Now let’s make the permanent tails for this kite.
I am going to make two multicolored tails with four colors in each. The 48″ tail will need four 12″ lengths and the 52″ tail will need four 13″ lengths, except that the top segment must be about an inch longer for attaching the tail bridle. The top segment of the 52″ tail will be cut to a 14″ length and the other three will be cut to 13″ length. The top segment of the 48″ tail will be cut to 13″ length and the other three will be cut to 12″ length. Keep them in separate piles so they don’t get mixed up.
Tie a loop of string around something with a perimeter of about 6″. Here I am using an empty pill bottle of 1 7/8″ diameter. You could use a 3 1/2″ postcard. Tie it with a square knot.
Cut the string about 7/8″ from the knot.
Mark half way across the top end of one tail section.
Fold the top corners over at a 45 degree angle through the center point.
Both corners will be folded over to crease the paper.
Working over a plastic sandwich bag to keep glue from sticking to the table, draw a line of glue in each crease.

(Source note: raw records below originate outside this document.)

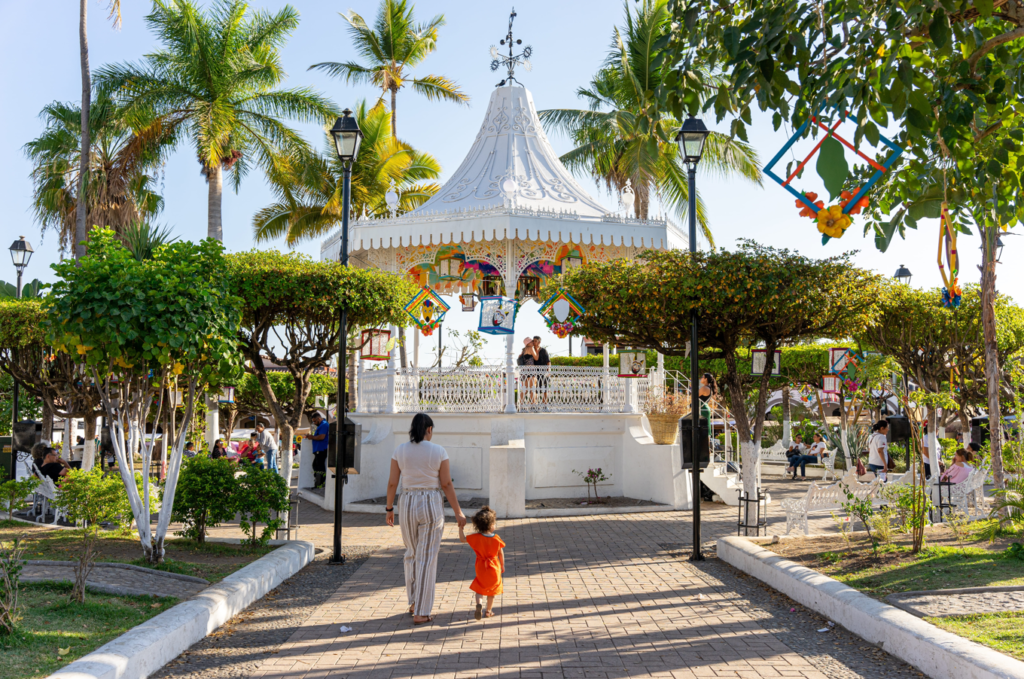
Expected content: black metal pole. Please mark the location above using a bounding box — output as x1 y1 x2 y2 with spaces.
331 161 352 563
686 163 703 561
8 266 22 481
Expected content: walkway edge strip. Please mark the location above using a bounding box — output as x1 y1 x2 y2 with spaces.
718 536 1024 679
49 540 314 679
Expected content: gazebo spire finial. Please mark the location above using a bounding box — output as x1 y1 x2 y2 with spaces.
490 7 534 87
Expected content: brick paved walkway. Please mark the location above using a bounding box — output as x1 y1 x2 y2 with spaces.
245 513 825 679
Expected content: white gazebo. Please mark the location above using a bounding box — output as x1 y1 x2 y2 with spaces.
311 63 712 516
321 86 685 413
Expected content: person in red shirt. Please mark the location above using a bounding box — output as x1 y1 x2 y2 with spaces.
459 506 505 620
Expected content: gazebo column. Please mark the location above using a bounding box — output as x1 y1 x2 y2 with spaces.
384 326 398 413
601 342 611 413
505 335 517 414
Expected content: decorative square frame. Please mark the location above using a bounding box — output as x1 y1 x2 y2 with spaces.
477 297 518 335
764 112 903 214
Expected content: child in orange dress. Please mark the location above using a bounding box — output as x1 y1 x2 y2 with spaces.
459 506 505 620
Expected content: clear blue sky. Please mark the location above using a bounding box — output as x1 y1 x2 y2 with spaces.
0 0 1007 366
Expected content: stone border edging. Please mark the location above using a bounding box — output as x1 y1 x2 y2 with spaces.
718 536 1024 679
344 502 671 518
26 559 210 585
48 540 314 679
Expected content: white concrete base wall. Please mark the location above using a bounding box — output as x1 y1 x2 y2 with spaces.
342 413 690 509
49 541 315 679
718 537 1024 679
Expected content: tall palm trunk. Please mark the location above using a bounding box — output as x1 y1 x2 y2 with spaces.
981 220 1004 499
206 163 224 243
391 89 409 370
75 0 92 259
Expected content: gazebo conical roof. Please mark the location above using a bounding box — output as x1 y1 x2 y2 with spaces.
321 86 684 260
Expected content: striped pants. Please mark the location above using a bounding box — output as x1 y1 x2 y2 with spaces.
398 490 444 616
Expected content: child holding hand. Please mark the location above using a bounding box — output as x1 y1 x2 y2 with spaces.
459 506 505 620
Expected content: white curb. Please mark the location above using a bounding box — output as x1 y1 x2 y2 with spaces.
718 536 1024 679
49 540 314 679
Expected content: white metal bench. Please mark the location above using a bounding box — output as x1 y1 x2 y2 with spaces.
782 478 881 536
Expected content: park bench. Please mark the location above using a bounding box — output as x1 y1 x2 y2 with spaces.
760 440 839 480
782 478 881 536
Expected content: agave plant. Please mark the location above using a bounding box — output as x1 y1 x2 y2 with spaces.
121 221 177 261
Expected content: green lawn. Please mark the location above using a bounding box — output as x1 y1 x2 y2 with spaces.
819 546 1024 598
0 583 177 679
0 520 273 583
925 611 1024 661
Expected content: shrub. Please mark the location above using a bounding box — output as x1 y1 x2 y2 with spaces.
53 467 128 603
171 455 238 543
0 476 40 519
236 465 288 547
0 538 25 636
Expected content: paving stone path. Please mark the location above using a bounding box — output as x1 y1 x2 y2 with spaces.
886 587 1024 618
22 561 210 600
159 484 921 679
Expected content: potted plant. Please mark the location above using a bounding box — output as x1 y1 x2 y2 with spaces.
647 393 690 445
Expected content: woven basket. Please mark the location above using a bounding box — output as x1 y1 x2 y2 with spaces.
647 413 679 445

Place the knot on the mark, extend each string out along a crease and press them into the glue.
Put some glue on each corner.
Spread the glue thinly with a small bit of cardboard.
Fold the corner over around the string. Press it down, then do the other corner. Do the same for the other tail.
Draw a thin line of glue across the bottom end of the first segment.
Place the top end of the second segment over the glue line.
Press it down. Continue until both tails are completed. Let the glue dry.
Smooth paper is too slippery and stiff to function effectively as a tail. The tail paper must be crumpled into a ball.
Wad it up tightly, except for the top end.
Pull it out straight.
If you want, you can make small triangular labels for each tail, writing the surface area or length on each.
Loop the tail bridle around two fingers.
Pull the loops off the fingers and around the base of the bridle.
Put the loop around the crossed sticks.
Pull it until it is tight. You can also attach the tail with a clove hitch. Once you are satisfied that the tails are right, you can paint the knots with glue to make them stick.
The 48″ tail goes on the kites right, your left, and the 52″ tail goes on the kites left, your right.
Fly the kite!
Just to emphasize the asymmetry, I flew it with a tassel on one corner and a streamer tail on the other. The tassel was made from four strips of different colors glued together to make a band 8 1/8″ long and 7″ wide. It was cut into 28 strips 1/4″ wide to 1/2″ from the top edge. A tail bridle was made with strings 1/2″ long, glued together. The glued section was placed at one edge of the top 1/2″ wide strip and the paper was rolled and glued around the string. The strips of the tassel were crumpled to make them soft. The tassel went on the kites right corner and a 65 square inch multicolored tail went on its left corner.
Things get much more asymmetrical when the kite is flown at a right angle to its present orientation.